Before you can bake, put your cast iron pot with the lid into the oven and preheat it at 220 degrees Celsius. Take the pot out, sprinkle the bottom with semolina so the bread won’t stick and then turn the proved dough into the pot, with the knotted side down (I hold my banneton upside down above the piping hot pot, keeping my fingers on the dough and once I feel the dough move down I remove my fingers and let it drop; it’s a bit of a trick but it works). I slash the top of the dough a couple of times using a small serrated knife (I like to do a leaf pattern, but a simple line or cross works fine too). The cuts will give the bread somewhere to go when it expands in the oven. Don’t worry if your bread hasn’t risen much (either outside the fridge the evening before, or overnight when kept cool): I find that the best ‘oven spring’ occurs when I use the dough straight from the fridge!

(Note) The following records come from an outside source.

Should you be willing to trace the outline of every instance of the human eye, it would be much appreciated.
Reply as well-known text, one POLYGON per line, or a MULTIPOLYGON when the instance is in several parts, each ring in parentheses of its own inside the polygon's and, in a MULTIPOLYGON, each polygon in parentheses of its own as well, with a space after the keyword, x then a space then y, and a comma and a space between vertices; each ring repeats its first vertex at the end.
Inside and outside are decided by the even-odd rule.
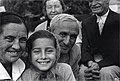
POLYGON ((38 54, 38 53, 40 53, 40 50, 39 49, 33 49, 32 53, 38 54))
POLYGON ((13 37, 13 36, 5 36, 4 39, 7 40, 8 42, 13 42, 15 37, 13 37))
POLYGON ((52 52, 54 52, 54 49, 53 49, 53 48, 49 48, 49 49, 46 50, 46 53, 47 53, 47 54, 51 54, 52 52))
POLYGON ((62 38, 64 38, 66 35, 67 35, 67 33, 65 33, 65 32, 61 32, 61 33, 59 34, 59 36, 61 36, 62 38))
POLYGON ((92 2, 93 0, 89 0, 88 2, 92 2))
POLYGON ((27 41, 27 38, 26 38, 26 37, 20 38, 20 42, 21 42, 21 43, 26 43, 26 41, 27 41))
POLYGON ((76 39, 77 38, 77 35, 73 34, 70 36, 71 39, 76 39))
POLYGON ((52 8, 52 6, 51 6, 51 5, 49 5, 49 6, 46 6, 46 8, 47 8, 47 9, 51 9, 51 8, 52 8))
POLYGON ((55 8, 59 8, 60 6, 59 5, 55 5, 55 8))

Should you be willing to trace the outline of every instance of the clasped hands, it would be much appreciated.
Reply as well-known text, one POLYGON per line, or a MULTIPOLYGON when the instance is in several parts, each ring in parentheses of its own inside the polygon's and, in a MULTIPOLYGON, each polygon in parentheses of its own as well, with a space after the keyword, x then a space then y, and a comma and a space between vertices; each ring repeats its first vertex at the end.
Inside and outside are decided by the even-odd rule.
POLYGON ((86 81, 96 81, 100 79, 99 65, 96 62, 89 61, 88 68, 85 70, 86 81))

Put the lid back on and move the pot back into the middle of the oven to bake at 220 Celsius for 50-60 minutes.The cast iron pot with the lid on will trap the steam from the dough which creates a lovely crust. Then remove the lid and give the bread another 10 minutes at 180 degrees Celsius to brown before you take it out.
That’s it! I have done variations using only white flour, or rye instead of the wholemeal, I sometimes use my starter straight from the fridge and take 100-150 grams straightaway without first feeding it and I have even taken a part of my rye starter and begun feeding it on strong white flour only to create a white starter, which I use for pizzas and bagels, but I may save those recipes for another time here at babyccino!
Good luck and don’t forget to hand out bits of your starter to friends and family (they might make lovely teacher’s presents too when packed in a cute jar with a recipe attached)!